NEW YORK (March 5, 2014)-– On Monday, March 10th, the first session of the he Ad Hoc Working Group on the Durban Platform for Enhanced Action (ADP) will commence the fourth part of its second session in Bonn, Germany. In a scenario note prepared by the co-Chairs before the start of the session, they have outlined some key objectives for this first meeting:
1) Advance as much as possible in the elaboration of the content of the 2015 agreement with a view of arriving at elements for a coherent draft negotiating text by the Lima Conference in December;
2) As part of the work on the 2015 agreement, initiate discussions in order to facilitate Parties’ domestic preparations for their intended nationally determined contributions;
3) Unlock opportunities for raising pre-2020 ambition, focusing on the practical realization of these opportunities.”
“In line with the decision to accelerate the development of the 2015 agreement, you agreed, in Warsaw, to further elaborate, beginning at the first session in 2014, elements for a draft negotiating text, taking into consideration the work of the ADP, including, inter alia, on mitigation, adaptation, finance, technology development and transfer, capacity-building and transparency of action and support. We propose to conduct this elaboration of textual elements in open-ended consultations.”
Gender Equality in the 2015 Climate Change Agreement
During COP19 in Warsaw, Poland, Parties laid out a timeline for the development of the 2015 agreement, agreeing to elaborate the elements of the new climate agreement as of their first meeting in March 2014, table an initial draft text by December 2014, and submit the formal draft text by May 2015, all with a view to enabling the negotiations to successfully conclude in December 2015.
In advance of the first meeting in March 2014, it is crucial that Parties work to ensure gender equality is fully integrated into the new climate agreement, taking into account the real needs of, and drawing on the perspectives, capacities and expertise of, women and men alike. Recent progress across UNFCCC decisions reflects the need for gender considerations in the development and implementation of policies, programs and projects, including ensuring the full and effective participation of women in all levels of decision-making. This is coherent to several crucial normative frameworks reflective of the linkages between gender equality, women’s human rights & environment which Governments have already agreed (CEDAW, Hyogo Framework for Action, Rio+20, Agenda21, Beijing Platform for Action).

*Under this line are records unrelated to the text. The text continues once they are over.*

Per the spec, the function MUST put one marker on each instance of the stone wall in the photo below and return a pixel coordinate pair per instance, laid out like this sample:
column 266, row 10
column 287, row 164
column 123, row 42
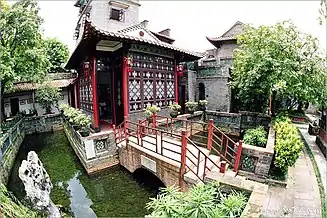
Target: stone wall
column 251, row 120
column 191, row 86
column 239, row 122
column 136, row 116
column 227, row 49
column 256, row 161
column 217, row 92
column 10, row 144
column 40, row 124
column 96, row 152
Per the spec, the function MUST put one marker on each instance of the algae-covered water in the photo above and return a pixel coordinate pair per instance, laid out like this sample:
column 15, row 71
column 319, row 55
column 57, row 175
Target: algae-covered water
column 111, row 193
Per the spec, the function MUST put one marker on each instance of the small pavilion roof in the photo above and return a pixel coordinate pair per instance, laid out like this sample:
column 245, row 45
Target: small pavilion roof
column 29, row 86
column 216, row 41
column 91, row 31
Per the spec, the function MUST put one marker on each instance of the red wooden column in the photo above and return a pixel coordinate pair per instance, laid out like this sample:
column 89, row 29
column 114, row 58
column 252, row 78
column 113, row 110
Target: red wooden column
column 210, row 133
column 183, row 158
column 94, row 94
column 238, row 156
column 75, row 94
column 125, row 86
column 176, row 82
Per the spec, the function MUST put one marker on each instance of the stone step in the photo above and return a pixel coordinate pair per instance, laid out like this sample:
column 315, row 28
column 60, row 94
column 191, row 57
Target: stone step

The links between gender equality and climate change is supported by undeniable data in terms of differentiated impacts and contributions to action. A gender perspective frames the enabling conditions needed for solutions to be effective as well as the potential of climate impacts to further exacerbate inequalities. Disproportionate impacts are faced by women given their social roles and economic status– particularly in relation to critically affected areas like water, agriculture, health, biodiversity and displacement. In addition, strong evidence indicates that ensuring women’s human rights is a driving force for enabling resilient societies, the improvement of livelihoods and enhanced action on climate change mitigation and adaptation (see resources for data in footnote).
Already at the end of ADP2.3 in Warsaw, countries including Mexico and the LDCs advocated for gender equality to be integrated into the elements of the ADP. Though no country opposed the inclusion, short timescales and contentious issues meant that this language was not included.
Looking towards the further elaboration of a 2015 agreement, Parties are invited to work from the beginning toward an international agreement that maximizes our response to climate change while promoting gender equality and safeguarding women’s human rights. History has shown that when gender equality is not among guiding principles, actions exacerbate and create new inequalities rather than lessen them; policies, procedures, and programs are weak in implementation and impacts; and, intended solutions ultimately fail.
Any new climate agreement must work for real solutions for climate change, which cannot be achieved without the integration of gender equality and the full and effective participation of women. Gender equality is not and should not be seen as an ‘add on’ issue to the ADP deliberations, nor one that should be dealt with in a separate track alone. Rather, it is a transformative approach and principle, to be included from the beginning in the consideration of the elements of the new agreement.